From the day the first Mercer raceabout was sold in 1910, these have been cars to be admired. The Mercer Automobile Company was founded by the Roebling and Kuser families in Mercer County, New Jersey – thus the company’s name. Both families were wealthy and prominent with extensive manufacturing experience, and they wanted to build a high-quality sporting car.
With the help of engineer Finley Robertson Porter, they would introduce a car that would change the American racing scene.
Porter’s T-head 4-cylinder engine had a higher rev band than most cars of the time, and he placed it on the very best chassis of the day, with a lower center of gravity and better brakes and handling than any other road car available at the time. The Mercer Raceabout quickly became famous for being driven off the show room floor straight to victory on the racetrack.

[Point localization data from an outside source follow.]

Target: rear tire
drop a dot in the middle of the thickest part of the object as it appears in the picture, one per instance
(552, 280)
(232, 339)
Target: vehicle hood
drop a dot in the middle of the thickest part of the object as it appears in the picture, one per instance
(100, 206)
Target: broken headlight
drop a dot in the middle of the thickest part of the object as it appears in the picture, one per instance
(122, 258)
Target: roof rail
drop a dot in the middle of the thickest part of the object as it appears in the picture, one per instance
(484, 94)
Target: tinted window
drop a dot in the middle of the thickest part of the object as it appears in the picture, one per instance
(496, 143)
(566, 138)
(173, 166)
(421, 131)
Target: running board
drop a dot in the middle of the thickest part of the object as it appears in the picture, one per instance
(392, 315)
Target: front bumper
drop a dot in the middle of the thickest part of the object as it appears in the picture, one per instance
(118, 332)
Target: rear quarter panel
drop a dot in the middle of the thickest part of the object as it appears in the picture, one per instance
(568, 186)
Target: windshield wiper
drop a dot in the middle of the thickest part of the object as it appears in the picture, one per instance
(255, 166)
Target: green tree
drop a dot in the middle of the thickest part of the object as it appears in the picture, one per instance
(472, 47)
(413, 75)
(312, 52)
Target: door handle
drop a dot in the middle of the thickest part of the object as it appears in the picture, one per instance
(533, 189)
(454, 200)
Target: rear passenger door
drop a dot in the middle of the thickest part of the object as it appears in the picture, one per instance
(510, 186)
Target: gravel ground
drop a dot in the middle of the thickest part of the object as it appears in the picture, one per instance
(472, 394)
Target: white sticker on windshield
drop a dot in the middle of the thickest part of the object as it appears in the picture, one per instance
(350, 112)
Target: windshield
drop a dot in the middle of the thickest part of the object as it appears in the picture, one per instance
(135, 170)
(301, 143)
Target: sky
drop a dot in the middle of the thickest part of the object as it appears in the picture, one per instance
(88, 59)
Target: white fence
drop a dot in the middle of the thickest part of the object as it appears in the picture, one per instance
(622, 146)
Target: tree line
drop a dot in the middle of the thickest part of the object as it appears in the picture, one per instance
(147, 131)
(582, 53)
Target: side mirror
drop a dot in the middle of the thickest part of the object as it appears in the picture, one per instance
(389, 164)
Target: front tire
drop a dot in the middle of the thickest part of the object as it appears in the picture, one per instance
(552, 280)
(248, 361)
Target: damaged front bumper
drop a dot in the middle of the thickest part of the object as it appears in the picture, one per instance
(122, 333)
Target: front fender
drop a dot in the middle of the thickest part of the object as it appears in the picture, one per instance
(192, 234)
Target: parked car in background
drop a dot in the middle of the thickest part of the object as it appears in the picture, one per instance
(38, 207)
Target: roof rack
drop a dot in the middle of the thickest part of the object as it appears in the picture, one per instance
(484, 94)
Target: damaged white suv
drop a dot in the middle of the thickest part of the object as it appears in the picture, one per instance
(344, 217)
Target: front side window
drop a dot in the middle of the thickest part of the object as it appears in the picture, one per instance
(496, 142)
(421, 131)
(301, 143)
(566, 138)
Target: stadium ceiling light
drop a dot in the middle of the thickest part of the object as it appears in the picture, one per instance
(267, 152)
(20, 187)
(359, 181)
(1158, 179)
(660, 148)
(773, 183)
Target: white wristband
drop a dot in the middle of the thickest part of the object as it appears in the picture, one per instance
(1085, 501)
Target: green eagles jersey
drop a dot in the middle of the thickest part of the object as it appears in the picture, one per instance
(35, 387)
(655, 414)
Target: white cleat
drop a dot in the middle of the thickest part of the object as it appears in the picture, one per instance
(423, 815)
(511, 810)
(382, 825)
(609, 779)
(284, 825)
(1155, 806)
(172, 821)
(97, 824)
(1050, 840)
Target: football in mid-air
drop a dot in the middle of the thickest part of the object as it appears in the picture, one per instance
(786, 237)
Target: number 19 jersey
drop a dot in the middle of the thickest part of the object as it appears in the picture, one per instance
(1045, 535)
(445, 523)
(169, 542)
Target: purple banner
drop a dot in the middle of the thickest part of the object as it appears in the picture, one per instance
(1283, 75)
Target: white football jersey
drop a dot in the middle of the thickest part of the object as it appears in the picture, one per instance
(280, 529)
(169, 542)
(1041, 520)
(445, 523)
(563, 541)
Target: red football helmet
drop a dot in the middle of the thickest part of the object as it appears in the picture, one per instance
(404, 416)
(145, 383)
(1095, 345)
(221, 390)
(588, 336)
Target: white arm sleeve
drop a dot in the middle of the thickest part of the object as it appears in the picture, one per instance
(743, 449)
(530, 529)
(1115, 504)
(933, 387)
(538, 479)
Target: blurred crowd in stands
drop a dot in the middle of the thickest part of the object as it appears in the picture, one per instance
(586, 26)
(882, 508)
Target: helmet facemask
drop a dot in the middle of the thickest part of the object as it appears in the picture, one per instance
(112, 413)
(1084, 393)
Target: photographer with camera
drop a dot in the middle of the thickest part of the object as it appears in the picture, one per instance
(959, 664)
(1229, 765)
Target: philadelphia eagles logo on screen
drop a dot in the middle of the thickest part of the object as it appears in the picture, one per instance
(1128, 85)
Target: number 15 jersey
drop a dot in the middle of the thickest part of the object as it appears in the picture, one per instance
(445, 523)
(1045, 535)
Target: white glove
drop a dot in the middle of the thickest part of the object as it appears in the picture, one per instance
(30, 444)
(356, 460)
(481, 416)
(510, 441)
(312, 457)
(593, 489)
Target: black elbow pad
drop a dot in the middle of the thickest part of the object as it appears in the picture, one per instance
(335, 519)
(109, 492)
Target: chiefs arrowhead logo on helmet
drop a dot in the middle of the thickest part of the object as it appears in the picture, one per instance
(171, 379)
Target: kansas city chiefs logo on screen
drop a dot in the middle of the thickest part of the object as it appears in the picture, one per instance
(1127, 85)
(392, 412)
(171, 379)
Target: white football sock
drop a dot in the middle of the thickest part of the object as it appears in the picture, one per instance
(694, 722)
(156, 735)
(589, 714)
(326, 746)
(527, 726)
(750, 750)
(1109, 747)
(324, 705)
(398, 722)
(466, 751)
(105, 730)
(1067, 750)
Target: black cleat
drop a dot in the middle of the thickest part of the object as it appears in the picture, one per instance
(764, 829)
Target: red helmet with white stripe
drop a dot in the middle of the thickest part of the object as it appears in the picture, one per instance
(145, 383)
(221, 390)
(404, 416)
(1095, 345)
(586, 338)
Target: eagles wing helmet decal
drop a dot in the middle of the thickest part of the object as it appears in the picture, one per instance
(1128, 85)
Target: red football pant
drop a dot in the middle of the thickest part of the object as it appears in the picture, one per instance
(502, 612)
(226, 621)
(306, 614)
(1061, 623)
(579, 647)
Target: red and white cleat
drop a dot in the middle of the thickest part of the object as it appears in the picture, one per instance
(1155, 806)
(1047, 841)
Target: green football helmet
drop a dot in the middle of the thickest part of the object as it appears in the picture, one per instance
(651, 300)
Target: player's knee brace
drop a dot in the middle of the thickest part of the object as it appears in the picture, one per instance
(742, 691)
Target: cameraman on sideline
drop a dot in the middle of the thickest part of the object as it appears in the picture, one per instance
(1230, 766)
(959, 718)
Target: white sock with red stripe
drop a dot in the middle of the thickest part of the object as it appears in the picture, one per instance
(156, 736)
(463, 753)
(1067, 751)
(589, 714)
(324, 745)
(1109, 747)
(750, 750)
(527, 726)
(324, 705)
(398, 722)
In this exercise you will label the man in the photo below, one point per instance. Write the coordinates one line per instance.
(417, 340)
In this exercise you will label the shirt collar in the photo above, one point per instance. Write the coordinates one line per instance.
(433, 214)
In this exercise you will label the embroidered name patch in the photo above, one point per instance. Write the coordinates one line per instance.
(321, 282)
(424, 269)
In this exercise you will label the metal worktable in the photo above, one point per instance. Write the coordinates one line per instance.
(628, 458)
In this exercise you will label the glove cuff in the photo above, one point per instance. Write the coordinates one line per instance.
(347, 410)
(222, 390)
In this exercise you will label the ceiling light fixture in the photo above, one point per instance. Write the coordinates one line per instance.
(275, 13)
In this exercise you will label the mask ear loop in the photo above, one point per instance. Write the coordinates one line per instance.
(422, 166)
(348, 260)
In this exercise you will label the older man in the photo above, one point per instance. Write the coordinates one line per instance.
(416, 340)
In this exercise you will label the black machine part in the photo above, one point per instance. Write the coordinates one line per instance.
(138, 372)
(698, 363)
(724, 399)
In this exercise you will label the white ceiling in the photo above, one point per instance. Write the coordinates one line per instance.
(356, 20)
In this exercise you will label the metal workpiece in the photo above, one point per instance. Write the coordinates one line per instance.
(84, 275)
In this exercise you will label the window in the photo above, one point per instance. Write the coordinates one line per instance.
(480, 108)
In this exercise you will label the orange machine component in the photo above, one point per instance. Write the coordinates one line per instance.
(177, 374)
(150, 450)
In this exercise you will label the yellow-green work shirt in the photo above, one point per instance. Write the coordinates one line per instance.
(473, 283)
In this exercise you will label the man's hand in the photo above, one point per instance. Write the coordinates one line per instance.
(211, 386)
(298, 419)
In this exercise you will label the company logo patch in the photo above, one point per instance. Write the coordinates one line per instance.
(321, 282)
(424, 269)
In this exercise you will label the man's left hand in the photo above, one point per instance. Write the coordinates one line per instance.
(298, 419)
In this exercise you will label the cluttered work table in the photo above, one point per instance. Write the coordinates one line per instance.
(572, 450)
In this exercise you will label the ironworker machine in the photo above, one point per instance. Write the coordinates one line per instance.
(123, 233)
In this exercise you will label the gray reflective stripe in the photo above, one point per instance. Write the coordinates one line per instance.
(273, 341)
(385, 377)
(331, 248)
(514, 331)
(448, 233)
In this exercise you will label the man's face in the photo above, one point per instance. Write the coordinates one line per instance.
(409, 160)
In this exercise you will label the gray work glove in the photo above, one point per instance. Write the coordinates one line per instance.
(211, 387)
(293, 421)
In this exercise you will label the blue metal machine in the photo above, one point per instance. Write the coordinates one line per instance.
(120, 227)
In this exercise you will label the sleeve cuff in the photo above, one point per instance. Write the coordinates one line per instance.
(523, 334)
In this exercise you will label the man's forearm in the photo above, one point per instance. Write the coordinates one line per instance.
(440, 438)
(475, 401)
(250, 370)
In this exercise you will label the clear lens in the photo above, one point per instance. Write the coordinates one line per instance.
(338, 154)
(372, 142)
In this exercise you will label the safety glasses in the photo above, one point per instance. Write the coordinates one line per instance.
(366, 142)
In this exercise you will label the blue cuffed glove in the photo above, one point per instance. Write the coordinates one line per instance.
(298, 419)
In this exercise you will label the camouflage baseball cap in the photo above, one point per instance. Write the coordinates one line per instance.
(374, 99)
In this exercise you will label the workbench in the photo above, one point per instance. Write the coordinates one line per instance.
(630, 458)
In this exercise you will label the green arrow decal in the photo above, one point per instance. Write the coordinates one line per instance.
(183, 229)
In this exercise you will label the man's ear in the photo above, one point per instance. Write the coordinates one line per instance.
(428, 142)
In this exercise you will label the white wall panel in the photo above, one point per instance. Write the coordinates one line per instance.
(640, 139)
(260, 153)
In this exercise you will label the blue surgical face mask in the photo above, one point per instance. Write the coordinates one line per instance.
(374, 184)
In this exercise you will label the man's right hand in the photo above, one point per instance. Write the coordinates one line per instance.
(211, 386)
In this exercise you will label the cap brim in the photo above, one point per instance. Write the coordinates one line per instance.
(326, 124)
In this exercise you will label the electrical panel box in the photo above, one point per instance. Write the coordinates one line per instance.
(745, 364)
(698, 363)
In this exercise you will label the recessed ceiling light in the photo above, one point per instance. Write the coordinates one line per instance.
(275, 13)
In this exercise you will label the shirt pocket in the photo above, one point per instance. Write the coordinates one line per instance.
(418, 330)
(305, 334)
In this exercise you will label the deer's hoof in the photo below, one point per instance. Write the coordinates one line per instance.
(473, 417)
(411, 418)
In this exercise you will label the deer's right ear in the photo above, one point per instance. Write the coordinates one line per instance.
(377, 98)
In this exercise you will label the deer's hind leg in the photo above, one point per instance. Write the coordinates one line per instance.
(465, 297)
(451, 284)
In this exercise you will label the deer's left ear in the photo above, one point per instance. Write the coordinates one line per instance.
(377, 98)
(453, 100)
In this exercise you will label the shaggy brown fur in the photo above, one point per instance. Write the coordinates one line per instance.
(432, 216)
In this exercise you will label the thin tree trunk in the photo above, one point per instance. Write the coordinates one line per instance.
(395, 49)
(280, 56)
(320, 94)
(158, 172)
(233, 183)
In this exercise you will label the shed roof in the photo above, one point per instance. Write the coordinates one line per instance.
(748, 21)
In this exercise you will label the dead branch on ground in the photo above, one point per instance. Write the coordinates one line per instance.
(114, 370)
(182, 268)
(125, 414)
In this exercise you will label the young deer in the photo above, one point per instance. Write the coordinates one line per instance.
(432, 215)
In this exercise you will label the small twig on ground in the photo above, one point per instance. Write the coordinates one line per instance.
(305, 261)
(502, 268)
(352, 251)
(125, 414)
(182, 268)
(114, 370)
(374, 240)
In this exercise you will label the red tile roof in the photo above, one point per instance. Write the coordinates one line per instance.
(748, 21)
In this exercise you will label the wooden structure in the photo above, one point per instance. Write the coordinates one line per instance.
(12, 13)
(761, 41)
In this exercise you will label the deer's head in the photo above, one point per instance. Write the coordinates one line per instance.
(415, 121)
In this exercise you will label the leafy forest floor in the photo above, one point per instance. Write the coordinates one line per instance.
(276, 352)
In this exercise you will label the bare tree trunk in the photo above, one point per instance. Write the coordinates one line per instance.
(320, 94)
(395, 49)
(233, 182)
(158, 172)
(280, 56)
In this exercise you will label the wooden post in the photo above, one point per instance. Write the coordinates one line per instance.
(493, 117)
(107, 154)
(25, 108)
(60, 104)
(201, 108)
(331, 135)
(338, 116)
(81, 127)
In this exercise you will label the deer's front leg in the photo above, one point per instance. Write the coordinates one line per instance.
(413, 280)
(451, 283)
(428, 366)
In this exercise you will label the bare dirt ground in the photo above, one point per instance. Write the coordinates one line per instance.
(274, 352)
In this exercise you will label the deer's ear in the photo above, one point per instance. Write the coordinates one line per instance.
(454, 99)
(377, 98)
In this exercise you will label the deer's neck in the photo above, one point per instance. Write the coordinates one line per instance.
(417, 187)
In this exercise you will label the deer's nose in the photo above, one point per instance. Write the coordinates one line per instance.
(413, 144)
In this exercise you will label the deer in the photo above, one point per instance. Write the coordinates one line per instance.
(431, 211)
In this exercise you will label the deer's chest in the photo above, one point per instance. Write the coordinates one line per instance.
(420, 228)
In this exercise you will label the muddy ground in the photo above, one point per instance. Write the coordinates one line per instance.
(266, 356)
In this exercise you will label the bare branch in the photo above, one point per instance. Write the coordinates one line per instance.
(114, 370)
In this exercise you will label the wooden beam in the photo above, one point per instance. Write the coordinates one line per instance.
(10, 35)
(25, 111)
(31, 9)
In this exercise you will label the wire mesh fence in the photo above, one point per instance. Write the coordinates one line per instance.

The car shown here, a 1913 Mercer, type 35, series J Raceabout, is one of about a dozen authentic pre-1914 Mercer Raceabouts known to survive. For 1913, Mercer introduced a 4-speed transmission and this car is said to be the earliest known 4-speed Raceabout.
This car (chassis 996) was found sitting on a used-car lot in Massachusetts in 1935 by classic car enthusiast Cameron Bradley. It cost $2,600 when new and originally was yellow. Bradley is said to have paid $100 for the car.
Cameron Bradley was an early collector of vintage cars who kept his vehicles in the Wolfden Antique Auto Museum of Southborough, Massachusetts. Bradley’s collection included a 1917 Simplex, a 1904 Mercedes, a 1912 Austro-Daimler and 1908 Amoskeag fire truck.
Bradley repainted the car a dark brown color, and the photo captures him showing the car after it’s re-paint. Bradley would cherish the car for 42 years before selling it to Ken Gooding in 1977. Gooding – the father of the founder of Gooding & Company collector-car auctions, David Gooding – retains the car to this day.